Streamflow Percentile Calculator
All of the streamflow maps require pre-computed percentile classes to be available to compare recent data against. All of the streamflow maps provide a comparison of data (whether real-time, daily, or averaged over longer times) to historical streamflow for the day of the year. This requires percentile bins reflecting historical values (or lack thereof) for all active gages in the country for each day of the year.
I would recommend that code for this calculation exists in its own repository, and is possibly its own Python package as the scale of the computation and possibly the scale of the data that needs to be stored, will require deployment in the cloud.

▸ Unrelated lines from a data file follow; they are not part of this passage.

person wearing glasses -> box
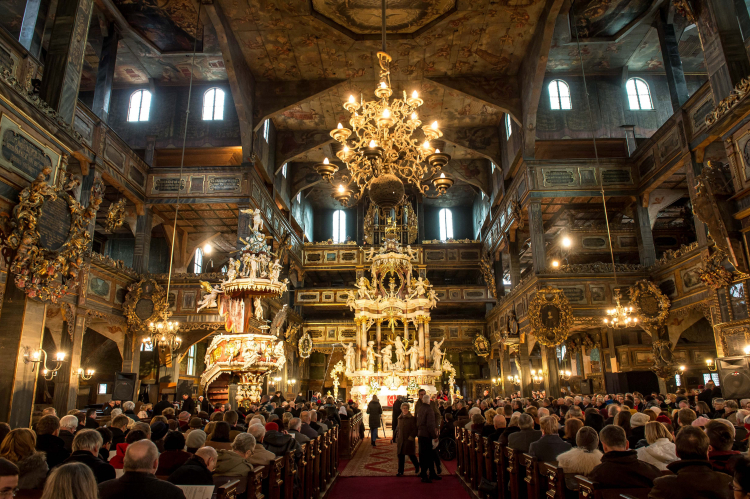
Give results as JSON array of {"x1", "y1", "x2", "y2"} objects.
[{"x1": 0, "y1": 457, "x2": 20, "y2": 499}]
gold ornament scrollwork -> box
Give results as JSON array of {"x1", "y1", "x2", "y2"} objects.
[
  {"x1": 2, "y1": 168, "x2": 104, "y2": 303},
  {"x1": 529, "y1": 287, "x2": 573, "y2": 347}
]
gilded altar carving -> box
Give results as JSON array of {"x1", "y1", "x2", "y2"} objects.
[
  {"x1": 2, "y1": 168, "x2": 104, "y2": 303},
  {"x1": 529, "y1": 287, "x2": 573, "y2": 347},
  {"x1": 104, "y1": 198, "x2": 126, "y2": 233}
]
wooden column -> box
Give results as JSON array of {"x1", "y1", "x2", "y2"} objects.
[
  {"x1": 0, "y1": 284, "x2": 46, "y2": 428},
  {"x1": 636, "y1": 203, "x2": 656, "y2": 267},
  {"x1": 655, "y1": 9, "x2": 689, "y2": 113},
  {"x1": 529, "y1": 200, "x2": 547, "y2": 274},
  {"x1": 91, "y1": 23, "x2": 120, "y2": 123},
  {"x1": 39, "y1": 0, "x2": 94, "y2": 123}
]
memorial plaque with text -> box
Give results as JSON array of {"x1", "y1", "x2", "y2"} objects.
[
  {"x1": 2, "y1": 130, "x2": 52, "y2": 179},
  {"x1": 37, "y1": 198, "x2": 73, "y2": 251}
]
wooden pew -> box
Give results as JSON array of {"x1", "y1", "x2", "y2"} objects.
[
  {"x1": 520, "y1": 453, "x2": 540, "y2": 499},
  {"x1": 539, "y1": 463, "x2": 567, "y2": 499},
  {"x1": 576, "y1": 475, "x2": 651, "y2": 499},
  {"x1": 493, "y1": 442, "x2": 509, "y2": 499}
]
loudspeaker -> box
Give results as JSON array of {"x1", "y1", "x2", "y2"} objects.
[
  {"x1": 716, "y1": 356, "x2": 750, "y2": 399},
  {"x1": 112, "y1": 372, "x2": 138, "y2": 402}
]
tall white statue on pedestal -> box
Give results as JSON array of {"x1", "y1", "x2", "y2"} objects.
[{"x1": 431, "y1": 338, "x2": 445, "y2": 371}]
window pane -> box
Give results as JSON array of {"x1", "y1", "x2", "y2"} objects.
[
  {"x1": 214, "y1": 88, "x2": 224, "y2": 120},
  {"x1": 128, "y1": 90, "x2": 143, "y2": 121},
  {"x1": 138, "y1": 90, "x2": 151, "y2": 121}
]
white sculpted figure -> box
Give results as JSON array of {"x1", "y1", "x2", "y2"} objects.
[
  {"x1": 240, "y1": 208, "x2": 263, "y2": 232},
  {"x1": 341, "y1": 342, "x2": 357, "y2": 372},
  {"x1": 196, "y1": 281, "x2": 223, "y2": 312},
  {"x1": 253, "y1": 298, "x2": 263, "y2": 321},
  {"x1": 395, "y1": 336, "x2": 406, "y2": 371},
  {"x1": 431, "y1": 338, "x2": 445, "y2": 371},
  {"x1": 380, "y1": 345, "x2": 393, "y2": 371},
  {"x1": 406, "y1": 341, "x2": 419, "y2": 371},
  {"x1": 365, "y1": 341, "x2": 380, "y2": 372}
]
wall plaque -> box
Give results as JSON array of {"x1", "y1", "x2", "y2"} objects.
[
  {"x1": 208, "y1": 177, "x2": 240, "y2": 192},
  {"x1": 2, "y1": 129, "x2": 52, "y2": 179},
  {"x1": 153, "y1": 177, "x2": 185, "y2": 192},
  {"x1": 37, "y1": 198, "x2": 73, "y2": 252}
]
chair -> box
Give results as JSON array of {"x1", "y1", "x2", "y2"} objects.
[{"x1": 576, "y1": 475, "x2": 651, "y2": 499}]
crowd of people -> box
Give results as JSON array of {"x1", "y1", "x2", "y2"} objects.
[{"x1": 0, "y1": 393, "x2": 352, "y2": 499}]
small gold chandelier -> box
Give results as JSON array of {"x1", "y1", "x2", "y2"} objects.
[
  {"x1": 604, "y1": 289, "x2": 638, "y2": 329},
  {"x1": 324, "y1": 1, "x2": 453, "y2": 207}
]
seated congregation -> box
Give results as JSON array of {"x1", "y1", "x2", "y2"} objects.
[
  {"x1": 441, "y1": 384, "x2": 750, "y2": 499},
  {"x1": 0, "y1": 399, "x2": 362, "y2": 499}
]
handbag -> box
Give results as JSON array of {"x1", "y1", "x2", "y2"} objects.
[{"x1": 479, "y1": 478, "x2": 497, "y2": 494}]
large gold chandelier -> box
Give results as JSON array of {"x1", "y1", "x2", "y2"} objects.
[{"x1": 315, "y1": 1, "x2": 453, "y2": 207}]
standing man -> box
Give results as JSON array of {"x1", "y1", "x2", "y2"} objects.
[
  {"x1": 417, "y1": 394, "x2": 443, "y2": 483},
  {"x1": 180, "y1": 393, "x2": 195, "y2": 416}
]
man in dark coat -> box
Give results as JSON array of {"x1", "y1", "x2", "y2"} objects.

Creation of a package will also enable code to be independently developed, tested, reviewed, and managed from other aspects of the water-replacement work.
Some of the things this calculator needs to be able to are:
- Handle reporting of streamflow under various parameter codes in different locations
- Resolve low/high flows not measured properly (and/or other non-physical data)
- Filter and only calculate historical streamflow percentiles for sites with long enough data histories
- Reconcile any management of streams and historic / modern streamflow values (i.e., how do we handle a formerly unmanaged site that is now highly controlled?)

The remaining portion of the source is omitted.